DISCLAIMER: I am going to talk about the book, and I am going to say whatever I want. If you haven’t read it, but plan to, don’t read this.
I will admit, I am the last person on the planet to read The Da Vinci Code by Dan Brown. I would go so far as to say that the book has been more than a little hyped, so you’ll have to forgive me for saying that I thought it was mediocre at best.
First of all, the way it was written was cheap. Cliched devices - like about 412 cliff hangers - forced dialog, it had it all. I suppose it is difficult to create a suspenseful novel that will appeal to today’s jaded, television savvy, audience but seriously, tone it down a tad there Dan.
I could deal with that though, because honestly once I turned my brain off I was really enjoying the ride. Therein lies the rub though, because I’m pretty sure that everyone who read that book also turned their brains off, and as such seem to have lost track of the fact that this book is a work of fiction.

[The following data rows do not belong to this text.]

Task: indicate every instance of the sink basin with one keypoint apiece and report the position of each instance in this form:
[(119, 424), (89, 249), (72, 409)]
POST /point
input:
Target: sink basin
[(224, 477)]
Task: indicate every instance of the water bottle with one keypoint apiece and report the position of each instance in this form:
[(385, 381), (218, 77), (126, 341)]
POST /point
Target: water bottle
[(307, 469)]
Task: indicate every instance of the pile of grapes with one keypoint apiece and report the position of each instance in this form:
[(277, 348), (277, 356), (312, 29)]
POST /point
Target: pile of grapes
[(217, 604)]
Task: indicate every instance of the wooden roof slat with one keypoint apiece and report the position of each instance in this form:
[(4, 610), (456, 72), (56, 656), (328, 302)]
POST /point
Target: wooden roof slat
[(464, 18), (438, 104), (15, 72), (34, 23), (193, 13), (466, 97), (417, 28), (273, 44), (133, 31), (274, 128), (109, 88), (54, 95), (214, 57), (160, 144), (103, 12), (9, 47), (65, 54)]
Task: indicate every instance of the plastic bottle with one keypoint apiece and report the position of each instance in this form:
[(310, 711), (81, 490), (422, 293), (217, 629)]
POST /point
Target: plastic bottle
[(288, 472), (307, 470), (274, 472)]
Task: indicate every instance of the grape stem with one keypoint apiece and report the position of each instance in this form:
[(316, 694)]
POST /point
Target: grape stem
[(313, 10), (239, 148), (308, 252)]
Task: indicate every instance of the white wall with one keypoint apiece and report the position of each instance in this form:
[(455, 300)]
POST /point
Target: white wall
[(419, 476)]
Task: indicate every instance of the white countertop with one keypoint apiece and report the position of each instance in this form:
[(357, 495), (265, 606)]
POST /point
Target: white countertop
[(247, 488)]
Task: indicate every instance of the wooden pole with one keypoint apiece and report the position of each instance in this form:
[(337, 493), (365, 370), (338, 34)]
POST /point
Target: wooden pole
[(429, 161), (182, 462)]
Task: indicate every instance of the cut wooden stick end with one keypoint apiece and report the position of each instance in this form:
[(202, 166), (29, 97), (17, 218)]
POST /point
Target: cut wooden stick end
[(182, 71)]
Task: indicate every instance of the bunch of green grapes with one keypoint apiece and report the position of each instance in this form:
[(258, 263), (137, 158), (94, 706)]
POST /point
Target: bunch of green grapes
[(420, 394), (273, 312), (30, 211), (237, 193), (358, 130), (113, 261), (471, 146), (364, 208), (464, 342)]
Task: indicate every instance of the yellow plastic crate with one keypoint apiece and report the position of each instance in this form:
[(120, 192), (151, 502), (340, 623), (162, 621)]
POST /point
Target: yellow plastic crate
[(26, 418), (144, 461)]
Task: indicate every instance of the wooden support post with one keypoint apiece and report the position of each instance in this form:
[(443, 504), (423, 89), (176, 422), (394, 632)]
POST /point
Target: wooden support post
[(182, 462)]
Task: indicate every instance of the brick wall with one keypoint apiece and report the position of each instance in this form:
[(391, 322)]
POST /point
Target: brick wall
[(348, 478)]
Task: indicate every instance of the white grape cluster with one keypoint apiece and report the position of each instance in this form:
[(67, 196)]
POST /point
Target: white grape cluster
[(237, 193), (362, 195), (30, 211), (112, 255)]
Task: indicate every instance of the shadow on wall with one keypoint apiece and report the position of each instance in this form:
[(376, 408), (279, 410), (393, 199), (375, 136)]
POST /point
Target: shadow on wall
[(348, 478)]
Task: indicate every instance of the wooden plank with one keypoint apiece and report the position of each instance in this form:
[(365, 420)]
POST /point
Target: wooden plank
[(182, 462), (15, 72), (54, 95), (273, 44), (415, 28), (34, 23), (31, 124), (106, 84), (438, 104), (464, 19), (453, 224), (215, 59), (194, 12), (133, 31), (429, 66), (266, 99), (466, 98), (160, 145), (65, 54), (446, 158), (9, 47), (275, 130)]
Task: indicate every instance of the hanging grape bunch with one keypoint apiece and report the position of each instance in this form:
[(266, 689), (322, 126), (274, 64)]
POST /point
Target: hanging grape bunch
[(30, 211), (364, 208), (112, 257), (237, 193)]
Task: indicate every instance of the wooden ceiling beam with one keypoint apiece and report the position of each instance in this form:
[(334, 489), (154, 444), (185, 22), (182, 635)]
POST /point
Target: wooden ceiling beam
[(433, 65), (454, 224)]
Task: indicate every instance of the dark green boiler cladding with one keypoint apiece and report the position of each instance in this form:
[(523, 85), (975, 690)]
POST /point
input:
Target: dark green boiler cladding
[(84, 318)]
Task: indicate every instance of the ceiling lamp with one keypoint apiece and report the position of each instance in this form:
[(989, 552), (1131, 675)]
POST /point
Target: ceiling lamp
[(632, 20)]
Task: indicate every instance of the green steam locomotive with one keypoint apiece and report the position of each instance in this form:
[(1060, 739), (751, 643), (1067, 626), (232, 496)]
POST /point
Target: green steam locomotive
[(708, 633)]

fiction: a literary work based on the imagination and not necessarily on fact
Okay now, is everbody clear on that? Here’s a news flash, all of the stuff said in the Da Vinci code, like Jesus marrying Mary Magdalene, having a kid etc. has been around for years. Just because Leonardo Da Vinci believed it doesn’t make it true. Leo was an artist, and an inventor, but as far as I know he never invented a way to travel through time and as such is no better a source of information on historical facts than anyone else. Oh, Leo painted The Last Supper with Mary Magdalene on Jesus’ right, so they were married and had kids. We know this because Leonardo Da Vinci was a genius, and anything he painted was 100% historically accurate. Oh yeah, unless you count that in the same painting Jesus is a white dude - as are most people born in the middle east.
If you want to believe that Jesus had a wife and kids, go hard, it doesn’t offend me in the least. Just don’t quote a work of complete fiction as the source for your belief. Bah!
What’s more, it’s not even good fiction. Here’s something: the clever twist at the end was complete garbage. It was only a surprise because it made absolutely no sense. Wooo, tricky writing there Mr. Brown.
Let me spell it out for you:
- Thebing (hereafter “Teabag”) was motivated to find the grail because he felt that history had been wronged when the secret was not revealed at the change of the millenium.
- Teabag was not motivated by money (he was quite wealthy), greed (he wanted to share the grail with the world), or ego (he never claimed to be searching for personal glory).
Now tell me this - why the hell would he try to kill people who were helping him find the grail? Seriously, even if they said “we don’t want to tell people where the grail is” he could just dig it up anyways. But no, he has to go to incredibly elaborate means to keep his identity a secret so that he can publicly reveal the grail and incriminate himself for all of the shady business he’s been up to.
The only reason this is a suprise is because it makes little to no sense. And why, pray tell, does his butler - who is in on the whole deal, planting bug and doing intense surveilence of all members of the Illuminati as well as the police force currently tracking Langdon - approach Teabag - who is the mastermind behind this entire plot - to tell him Langdon is on the run from the law? They already know this, they have a bug listening in on the police investigation. Could it be that at this point in the novel not even Dan Brown had figured out the twist? I think yes.
Okay, so the Butler tells Teabag some information he already know, and Teabag says “play it cool sucka, we’re after the grail here” (paraphrased) and the butler gets pissed. What? No. What? How did this slip through the editing process. Oh yeah, and somewhere in here Teabag calls Silas to come and steal the grail - from himself. So that Silas can give him what he is already holding in his damn cripple hands! What’s the motivation for this? Why would he not want other people there when he finds the grail if his intent was to tell the world?
Dan Brown just tacked the twist on. Period. At some point he was like “oh hey, the whole Teacher thing is a bit of a loose end sooooo Teabag is the teacher. Yeah, that ought to work.”
And now Tom Hanks is in the movie and I’m still left sitting here wondering: am I the only one who noticed that this book is retarded?